Mal sabia que, anos depois, bandas como os Aqui D’el Rock fariam do “chinfrim” e da “decadência” um manifesto a exibir com orgulho. Em Há que violentar o sistema, a guitarra surge como uma serra elétrica a desbravar caminho para a voz, irascível, que parece cuspir as palavras com o desdém de quem vem para pôr tudo em causa, até a própria revolução. Afinal, perguntavam, qual é a coisa qual (…) que de tanto mudar continua igual? A “coisa” era o sistema que nos querem meter pelos cornos abaixo; um sistema a que chamavam socialismo, mas que não passava de uma reformulação do sistema capitalista (in Rock em Portugal, maio/junho de 1978). Sem aviso prévio, o conflito chegava para tomar o lugar da “intervenção” na música e exprimia um desejo universal que desprezava qualquer especificidade nacional.

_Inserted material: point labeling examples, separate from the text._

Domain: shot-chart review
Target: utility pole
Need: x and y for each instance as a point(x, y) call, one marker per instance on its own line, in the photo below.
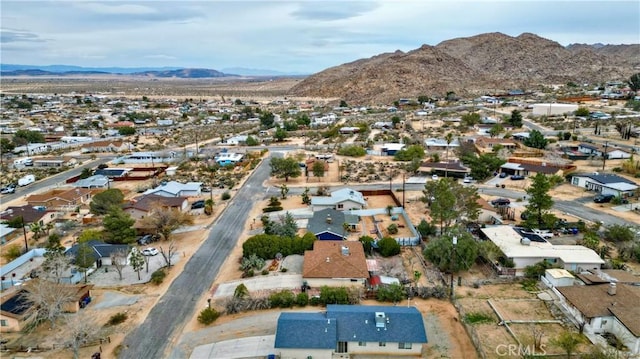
point(453, 263)
point(604, 156)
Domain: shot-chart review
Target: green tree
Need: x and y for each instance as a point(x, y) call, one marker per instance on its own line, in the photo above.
point(634, 82)
point(85, 258)
point(540, 203)
point(118, 227)
point(449, 201)
point(516, 119)
point(267, 119)
point(252, 141)
point(442, 254)
point(280, 134)
point(285, 168)
point(536, 140)
point(126, 131)
point(388, 247)
point(104, 201)
point(136, 260)
point(470, 119)
point(318, 168)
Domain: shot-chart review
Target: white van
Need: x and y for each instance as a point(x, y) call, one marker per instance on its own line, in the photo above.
point(26, 180)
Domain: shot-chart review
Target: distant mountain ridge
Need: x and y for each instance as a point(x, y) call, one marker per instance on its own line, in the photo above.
point(64, 70)
point(483, 63)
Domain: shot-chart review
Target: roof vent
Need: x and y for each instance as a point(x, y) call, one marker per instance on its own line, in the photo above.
point(345, 250)
point(380, 320)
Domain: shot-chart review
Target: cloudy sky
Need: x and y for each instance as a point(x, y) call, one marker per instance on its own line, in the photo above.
point(286, 36)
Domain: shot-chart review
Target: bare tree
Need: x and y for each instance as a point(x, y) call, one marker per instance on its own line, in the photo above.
point(167, 220)
point(168, 253)
point(78, 331)
point(48, 299)
point(119, 261)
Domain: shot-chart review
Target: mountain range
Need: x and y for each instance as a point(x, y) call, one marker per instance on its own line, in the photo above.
point(485, 63)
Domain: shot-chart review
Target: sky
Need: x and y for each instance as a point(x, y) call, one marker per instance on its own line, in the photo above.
point(286, 36)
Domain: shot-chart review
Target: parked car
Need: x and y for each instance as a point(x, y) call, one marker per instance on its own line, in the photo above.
point(498, 202)
point(603, 198)
point(150, 251)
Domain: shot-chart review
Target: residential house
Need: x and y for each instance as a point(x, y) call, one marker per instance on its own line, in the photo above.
point(390, 149)
point(605, 183)
point(107, 146)
point(101, 251)
point(342, 199)
point(29, 214)
point(177, 189)
point(441, 144)
point(451, 169)
point(351, 330)
point(16, 311)
point(61, 199)
point(605, 308)
point(141, 207)
point(228, 158)
point(524, 251)
point(335, 263)
point(97, 181)
point(487, 144)
point(329, 224)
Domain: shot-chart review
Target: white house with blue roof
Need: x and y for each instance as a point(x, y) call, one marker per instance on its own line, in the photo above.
point(341, 200)
point(351, 329)
point(605, 183)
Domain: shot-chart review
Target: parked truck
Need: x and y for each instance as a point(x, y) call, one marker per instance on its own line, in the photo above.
point(26, 180)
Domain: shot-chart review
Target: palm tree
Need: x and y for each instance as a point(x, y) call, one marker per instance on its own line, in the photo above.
point(449, 138)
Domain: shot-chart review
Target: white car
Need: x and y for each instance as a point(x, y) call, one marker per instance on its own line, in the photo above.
point(150, 251)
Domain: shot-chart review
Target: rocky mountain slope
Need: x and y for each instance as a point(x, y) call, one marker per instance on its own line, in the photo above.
point(478, 64)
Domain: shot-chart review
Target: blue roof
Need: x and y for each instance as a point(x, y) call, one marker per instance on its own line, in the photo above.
point(358, 323)
point(305, 330)
point(350, 323)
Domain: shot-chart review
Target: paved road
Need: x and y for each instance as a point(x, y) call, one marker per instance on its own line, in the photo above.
point(52, 181)
point(154, 337)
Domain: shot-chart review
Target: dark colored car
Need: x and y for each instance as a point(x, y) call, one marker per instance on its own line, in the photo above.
point(500, 202)
point(603, 198)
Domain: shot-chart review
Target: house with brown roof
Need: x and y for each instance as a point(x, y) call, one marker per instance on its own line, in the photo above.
point(141, 206)
point(605, 308)
point(107, 146)
point(335, 263)
point(61, 199)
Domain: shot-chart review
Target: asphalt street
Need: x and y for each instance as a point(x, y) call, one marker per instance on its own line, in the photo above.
point(155, 337)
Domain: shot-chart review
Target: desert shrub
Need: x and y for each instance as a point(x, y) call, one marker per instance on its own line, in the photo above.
point(478, 318)
point(208, 316)
point(117, 319)
point(302, 299)
point(158, 276)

A rutura que os Aqui D’el Rock introduziram não foi apenas estética. A democracia ainda não tinha chegado à criação musical. Os instrumentos, e o tempo para aprender a dominá-los, eram um luxo acessível a poucos. E no rock que se fazia em Portugal nos anos 70 predominavam as marcas de um certo elitismo que celebrava a virtuosidade e a competência técnica. O próprio punk desenvolve-se em Portugal principalmente pela mão da classe média da Avenida de Roma, caso dos Faíscas, que contactavam com as novidades in loco, através de viagens ao estrangeiro, e com poder de compra para importar as roupas e os álbuns da moda. O percurso que os tinha levado até ao punk não podia ser mais diferente: José Serra, baterista dos Aqui D’el Rock, tinha iniciado a sua “carreira” a ensaiar numa secretária e senta-se pela primeira vez numa bateria quando se estreia ao vivo com um “grupo de baile” que tinha no seu repertório covers de Black Sabbath ou Led Zeppelin. Quando surge o apelo do punk, e o mote já não era o “baile” mas o motim, os Aqui D’el Rock continuam a não ter muito melhor do que instrumentos improvisados ou em elevado estado de degradação. A própria gravação das músicas do single de estreia atestava a condição de outsiders da indústria musical: em quatro horas, os músicos tiveram que carregar, montar e desmontar os instrumentos e gravar a primeira proclamação ao mundo, sem truques nem efeitos. Mas também assim se firmava a mensagem mais importante do punk: faz tu mesmo. A música como um campo estrito e seleto, mais parecido a um concurso de talentos para exibir o domínio das escalas musicais, os melhores instrumentos e os efeitos de luzes mais espectaculares, transformava-se em urgência, numa necessidade de expressão irreprimível, em que a única condição era a vontade. Tal como diziam numa entrevista, “as pessoas têm de viver urgentemente senão tornam-se cadáveres ambulantes” (in Música & Som, 1979).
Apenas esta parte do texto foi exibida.